In response to concerns that CDT and others raised, the House Intelligence Committee has agreed to support several important privacy improvements to the Cyber Intelligence Sharing and Protection Act (CISPA). Other issues we raised—the flow of Internet data directly to the National Security Agency (NSA) and the use of information for purposes unrelated to cybersecurity—are not addressed by the amendments the Committee is supporting. We support amendments to address these unresolved concerns.
Improvements Supported by the Committee
1. On the question of intellectual property and whether CISPA is some kind of backdoor SOPA, the Committee made changes in its April 16, 2012 discussion draft that we think should put that issue to rest.
2. On the definition of the information that ISPs and others can share with the federal government (“cyber threat information”), the Committee has agreed to support a proposed amendment making improvements. In particular, the proposed amendment deletes language that encompassed “information pertaining to the protection of a system or network.” The new definition is limited to “information directly pertaining to” a vulnerability, a threat, an effort to degrade, disrupt or destroy a system or network, or an effort to gain unauthorized access to a system or network. This is an important change. We believe it would preclude interpretation of the bill to permit the sharing of entire communications streams with the government.

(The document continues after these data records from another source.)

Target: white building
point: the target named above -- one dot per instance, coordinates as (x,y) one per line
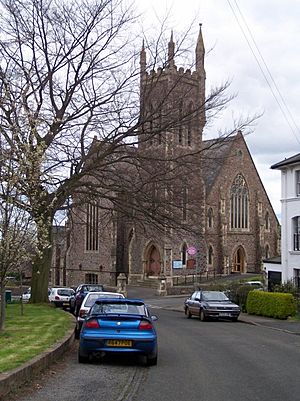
(287,267)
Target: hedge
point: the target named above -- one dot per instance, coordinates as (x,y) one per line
(271,304)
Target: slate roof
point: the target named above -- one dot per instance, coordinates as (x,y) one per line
(286,162)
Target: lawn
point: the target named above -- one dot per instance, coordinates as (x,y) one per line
(26,336)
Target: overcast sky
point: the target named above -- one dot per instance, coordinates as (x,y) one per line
(275,27)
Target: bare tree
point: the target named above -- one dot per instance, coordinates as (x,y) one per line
(17,236)
(69,72)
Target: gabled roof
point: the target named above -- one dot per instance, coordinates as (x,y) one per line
(287,162)
(215,152)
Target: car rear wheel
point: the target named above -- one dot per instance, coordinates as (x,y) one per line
(82,358)
(151,361)
(202,315)
(188,313)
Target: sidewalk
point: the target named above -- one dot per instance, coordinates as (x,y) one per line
(288,325)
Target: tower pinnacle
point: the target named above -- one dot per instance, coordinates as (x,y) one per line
(171,51)
(200,50)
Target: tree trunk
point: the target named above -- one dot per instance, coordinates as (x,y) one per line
(40,272)
(2,307)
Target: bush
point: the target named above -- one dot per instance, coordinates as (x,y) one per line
(271,304)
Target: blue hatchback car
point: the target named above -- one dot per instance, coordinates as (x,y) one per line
(118,326)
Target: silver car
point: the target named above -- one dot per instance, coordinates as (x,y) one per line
(211,304)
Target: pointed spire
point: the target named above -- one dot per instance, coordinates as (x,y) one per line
(200,50)
(171,51)
(143,58)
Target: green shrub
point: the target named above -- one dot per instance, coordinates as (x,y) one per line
(271,304)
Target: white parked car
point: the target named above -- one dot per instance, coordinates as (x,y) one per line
(88,302)
(60,296)
(26,295)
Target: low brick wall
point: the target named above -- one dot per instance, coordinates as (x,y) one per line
(12,380)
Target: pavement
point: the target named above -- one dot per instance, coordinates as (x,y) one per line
(17,377)
(288,325)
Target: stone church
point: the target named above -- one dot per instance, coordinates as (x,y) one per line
(232,224)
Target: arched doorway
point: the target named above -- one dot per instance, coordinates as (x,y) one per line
(239,261)
(153,261)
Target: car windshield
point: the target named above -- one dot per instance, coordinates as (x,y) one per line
(93,288)
(214,296)
(120,308)
(65,292)
(91,298)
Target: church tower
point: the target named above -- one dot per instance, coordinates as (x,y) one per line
(172,102)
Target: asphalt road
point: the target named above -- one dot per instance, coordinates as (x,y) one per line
(203,361)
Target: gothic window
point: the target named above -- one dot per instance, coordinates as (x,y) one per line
(296,233)
(184,203)
(189,127)
(183,254)
(239,204)
(91,278)
(92,228)
(267,251)
(210,218)
(180,124)
(267,221)
(298,182)
(210,255)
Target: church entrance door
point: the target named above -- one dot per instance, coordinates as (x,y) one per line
(239,261)
(153,265)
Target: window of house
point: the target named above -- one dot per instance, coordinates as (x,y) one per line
(296,233)
(91,278)
(298,182)
(239,204)
(267,221)
(210,255)
(183,254)
(92,228)
(210,218)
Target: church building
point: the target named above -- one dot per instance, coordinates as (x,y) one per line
(222,200)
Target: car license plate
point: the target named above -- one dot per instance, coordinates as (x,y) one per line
(119,343)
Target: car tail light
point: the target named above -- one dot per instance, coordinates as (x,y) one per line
(92,324)
(82,313)
(145,325)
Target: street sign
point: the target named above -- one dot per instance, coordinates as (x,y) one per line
(192,250)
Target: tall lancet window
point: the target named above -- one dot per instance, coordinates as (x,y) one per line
(189,125)
(239,204)
(184,202)
(92,228)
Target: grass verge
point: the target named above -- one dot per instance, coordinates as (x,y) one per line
(25,337)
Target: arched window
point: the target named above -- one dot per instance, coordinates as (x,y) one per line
(189,125)
(267,251)
(183,254)
(239,204)
(180,124)
(210,255)
(267,221)
(92,228)
(184,202)
(210,218)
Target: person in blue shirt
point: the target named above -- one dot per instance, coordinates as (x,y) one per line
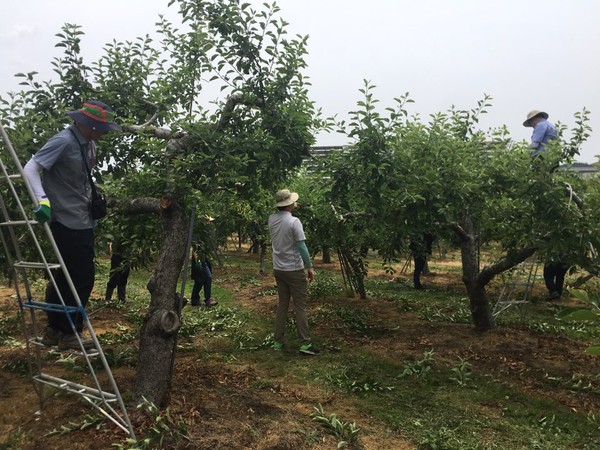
(64,196)
(543,131)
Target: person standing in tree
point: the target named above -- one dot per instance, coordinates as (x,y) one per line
(543,131)
(290,257)
(554,278)
(64,197)
(119,273)
(202,276)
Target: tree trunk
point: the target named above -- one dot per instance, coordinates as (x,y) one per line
(326,255)
(263,254)
(478,298)
(161,323)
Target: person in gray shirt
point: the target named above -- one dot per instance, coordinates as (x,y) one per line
(290,257)
(64,195)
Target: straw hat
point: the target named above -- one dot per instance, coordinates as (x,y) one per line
(96,115)
(285,198)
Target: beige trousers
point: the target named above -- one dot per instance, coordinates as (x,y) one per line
(291,285)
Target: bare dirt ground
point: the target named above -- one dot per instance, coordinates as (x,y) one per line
(227,407)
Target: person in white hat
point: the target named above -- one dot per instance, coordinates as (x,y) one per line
(290,257)
(543,131)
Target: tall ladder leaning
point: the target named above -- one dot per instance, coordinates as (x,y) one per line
(103,393)
(518,285)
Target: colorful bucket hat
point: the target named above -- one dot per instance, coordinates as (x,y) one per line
(96,115)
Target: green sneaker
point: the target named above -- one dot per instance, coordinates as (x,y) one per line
(309,349)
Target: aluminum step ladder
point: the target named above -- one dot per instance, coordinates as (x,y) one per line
(26,244)
(518,285)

3. Another concern we raised with respect to the definition of the information that could be shared was whether the reference to “efforts to gain unauthorized access” in the bill’s definition of “cyber threat information” could include conduct such as using a social networking site in violations of its terms of service. The Committee has agreed to support an amendment to make it clear that cybersecurity threats do not include actions solely involving violations of consumer terms of service or licensing agreements.
4. Another improvement the Committee previously made may bring some valuable oversight to the implementation of the bill – the bill includes a provision requiring the Inspector General for the Intelligence Community to conduct an annual review of, and file an unclassified report on, the use of cyber threat information for non-cybersecurity purposes, on other actions taken on the basis of shared information, and on the privacy and civil liberties impact of the information sharing authorized under the bill.
5. Another improvement in the bill is language specifically stating that the Federal government may not affirmatively search cyber threat information shared with the government except for cybersecurity and national security purposes. This would prevent data mining for law enforcment purposes of cybersecurity information shared with the government by the private sector.
6. The bill uses the term “cybersecurity systems,” stating that service providers can use “cybersecurity systems” to identify and obtain cyber threat information, which can then be shared automatically with the government. We believe that “cybersecurity systems” is vaguely defined. We supported more explicit language authorizing system operators to monitor their systems and networks. In particular, we were concerned that “cybersecurity systems” included the government’s EINSTEIN systems, designed with the aid of NSA. To address specifically our concern about EINSTEIN, the Committee is supporting an amendment that would make it clear that the bill does not authorize use of EINSTEIN on private sector networks. This is an important improvement.
The Committee has also agreed to support an amendment making it clear that the liability protection afforded to private companies related to using cybersecurity systems extends only to using those systems to identify and obtain cyber threat information.
8. The Committee has agreed to support an amendment requiring the government to notify an ISP or other entity when it is providing information that exceeds the definition of cyber threat information. As a practical matter, once so notified, the private sector entity cannot continue disclosing such extraneous data to the government. The amendment would also make it clear that the government cannot retain or use information for any purpose not authorized by the statute, but the breadth of use permitted is broad, as we explain below.
9. The bill includes a provision stating that the Federal government cannot require a private entity to share information with the government and cannot condition the sharing of the government’s cybersecurity information with a private entity on that entity’s providing information back to the government.
Fundamental Flaws Remain
1. In terms of who the information can be shared with, the amendment allows information to flow from ISPs and other service providers directly to the NSA. This is a fundamental remaining concern, since the bill could result in the NSA having a wider window into traffic on private sector networks.
2. The bill allows the information that the private sector shares with the government to be used for national security purposes unrelated to cybersecurity. This, too, is a remaining fundamental concern for us.
In sum, good progress has been made. The Committee listened to our concerns and has made important privacy improvements and we applaud the Committee for doing so. However, the bill falls short because of the remaining concerns – the flow of internet data directly to the NSA and the use of information for purposes unrelated to cybersecurity. We support amendments to address these concerns. Recognizing the importance of the cybersecurity issue, in deference to the good faith efforts made by Chairman Rogers and Ranking Member Ruppersberger, and on the understanding that amendments will be considered by the House to address our concerns, we will not oppose the process moving forward in the House. We will focus on the amendments and subsequently on the Senate.